I am investigating the sentiment of television viewing. Armed with a matrix of sentiment scores like so.
# sad happy angry surprised disgusted
# A Word 1 0 0 0 0
# Backstrom 0 1 0 0 1
# Good Witch Hallmark 0 0 0 0 0
# Shark Tank 0 0 1 1 0
# Above the Rim 0 0 1 0 0
# O'Reilly Factor 0 0 0 0 0
# Jack the Giant Slayer 0 1 1 1 0
# Late Night Snack 0 0 1 0 1
# Outlander 0 0 1 0 0
# Cake Wars 0 0 0 0 0
Each show has a 1 if it includes the sentiment, and a 0 if it doesn't. I can match this to an individual's viewing preferences, but a problem occurs. If the person did not view many shows, their averages can look very extreme.
In this example, an individual watches only one show, 'Shark Tank'. Of all the shows they watch, 100% indicate 'anger'. On average, it would appear that this person really loves shows with anger, but it is being skewed by the fact that they only watched one show.
x1 <- x[4,,drop=FALSE]
x1
sad happy angry surprised disgusted
Shark Tank 0 0 1 1 0
Another individual watched all of the shows but one. This individual would get a 5/9 rating for anger. It would appear that they like angry shows less than the first.
x2 <- x[1:9,]
x2
# sad happy angry surprised disgusted
# A Word 1 0 0 0 0
# Backstrom 0 1 0 0 1
# Good Witch Hallmark 0 0 0 0 0
# Shark Tank 0 0 1 1 0
# Above the Rim 0 0 1 0 0
# O'Reilly Factor 0 0 0 0 0
# Jack the Giant Slayer 0 1 1 1 0
# Late Night Snack 0 0 1 0 1
# Outlander 0 0 1 0 0
I researched how sites like Yelp and TripAdvisor do weighted restaurant ratings. If a restaurant gets one rating, it does not weight as much as a restaurant with 1000 ratings.
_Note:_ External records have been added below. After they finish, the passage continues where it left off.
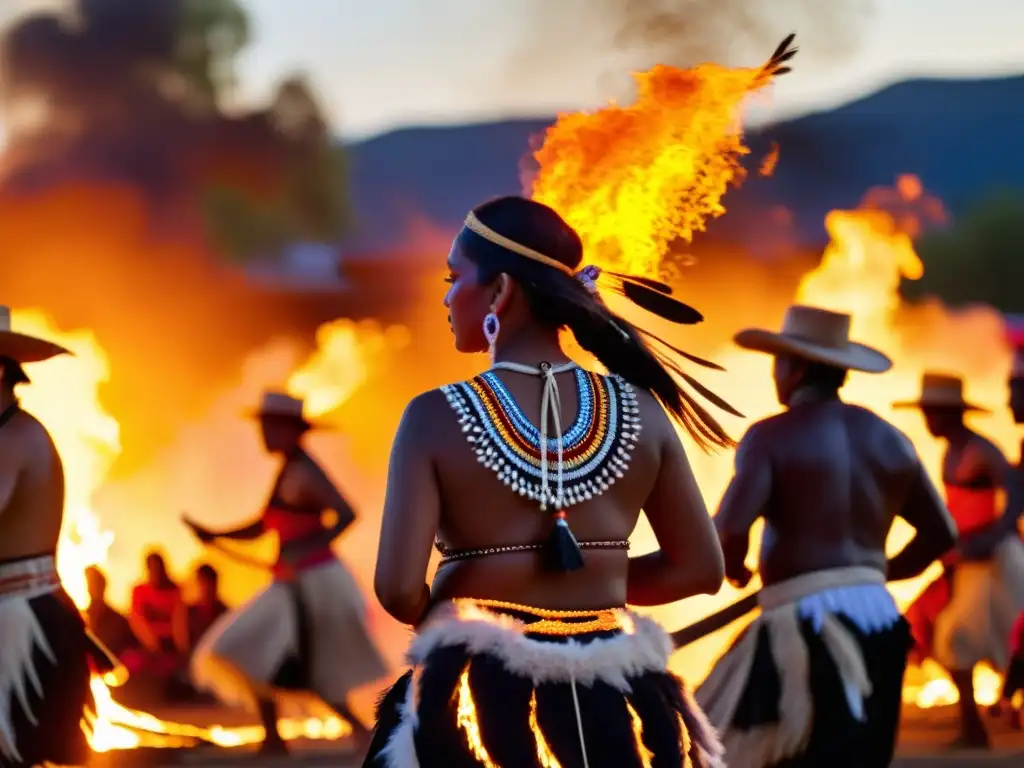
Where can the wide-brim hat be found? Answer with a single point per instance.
(281, 406)
(941, 390)
(816, 335)
(24, 348)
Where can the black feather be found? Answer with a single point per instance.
(700, 388)
(782, 53)
(653, 285)
(659, 304)
(709, 395)
(691, 357)
(782, 49)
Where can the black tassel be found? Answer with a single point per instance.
(660, 304)
(561, 552)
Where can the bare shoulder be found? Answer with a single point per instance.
(30, 436)
(306, 468)
(655, 422)
(882, 438)
(761, 434)
(427, 418)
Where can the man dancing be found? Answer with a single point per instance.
(966, 616)
(817, 678)
(44, 647)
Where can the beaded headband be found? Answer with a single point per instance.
(646, 293)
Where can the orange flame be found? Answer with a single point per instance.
(769, 162)
(468, 721)
(65, 395)
(859, 273)
(633, 179)
(545, 756)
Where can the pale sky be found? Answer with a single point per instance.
(378, 64)
(381, 64)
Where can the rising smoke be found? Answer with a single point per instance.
(134, 93)
(120, 132)
(617, 36)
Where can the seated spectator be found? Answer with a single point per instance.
(154, 603)
(110, 626)
(105, 622)
(193, 621)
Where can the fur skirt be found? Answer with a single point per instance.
(497, 684)
(816, 679)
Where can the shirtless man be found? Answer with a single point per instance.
(44, 647)
(972, 607)
(817, 678)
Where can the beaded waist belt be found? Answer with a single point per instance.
(547, 622)
(448, 555)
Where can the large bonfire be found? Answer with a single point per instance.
(65, 394)
(638, 180)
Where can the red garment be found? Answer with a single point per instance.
(1017, 637)
(972, 509)
(922, 614)
(156, 606)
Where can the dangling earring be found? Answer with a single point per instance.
(492, 327)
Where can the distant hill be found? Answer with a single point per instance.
(963, 137)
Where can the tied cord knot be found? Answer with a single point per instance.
(562, 550)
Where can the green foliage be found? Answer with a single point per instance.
(310, 208)
(308, 201)
(211, 35)
(979, 258)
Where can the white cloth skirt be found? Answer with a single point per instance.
(985, 600)
(258, 637)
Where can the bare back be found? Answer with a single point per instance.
(477, 511)
(32, 488)
(839, 476)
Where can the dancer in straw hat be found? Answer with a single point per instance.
(46, 654)
(966, 616)
(308, 629)
(816, 679)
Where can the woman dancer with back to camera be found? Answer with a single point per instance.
(530, 477)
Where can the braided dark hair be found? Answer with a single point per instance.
(557, 300)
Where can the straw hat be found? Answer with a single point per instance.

But that Bayesian paradigm wouldn't work here because the analagous 'rating' is just a one or zero.
It reminds me of this famous beta distribution answer. Is it possible to use a beta distribution approach to the viewing just as a batting average?
Data
set.seed(45)
x <- matrix(sample(0:1, 50, replace=TRUE, prob=c(0.6, 0.4)), nrow=10)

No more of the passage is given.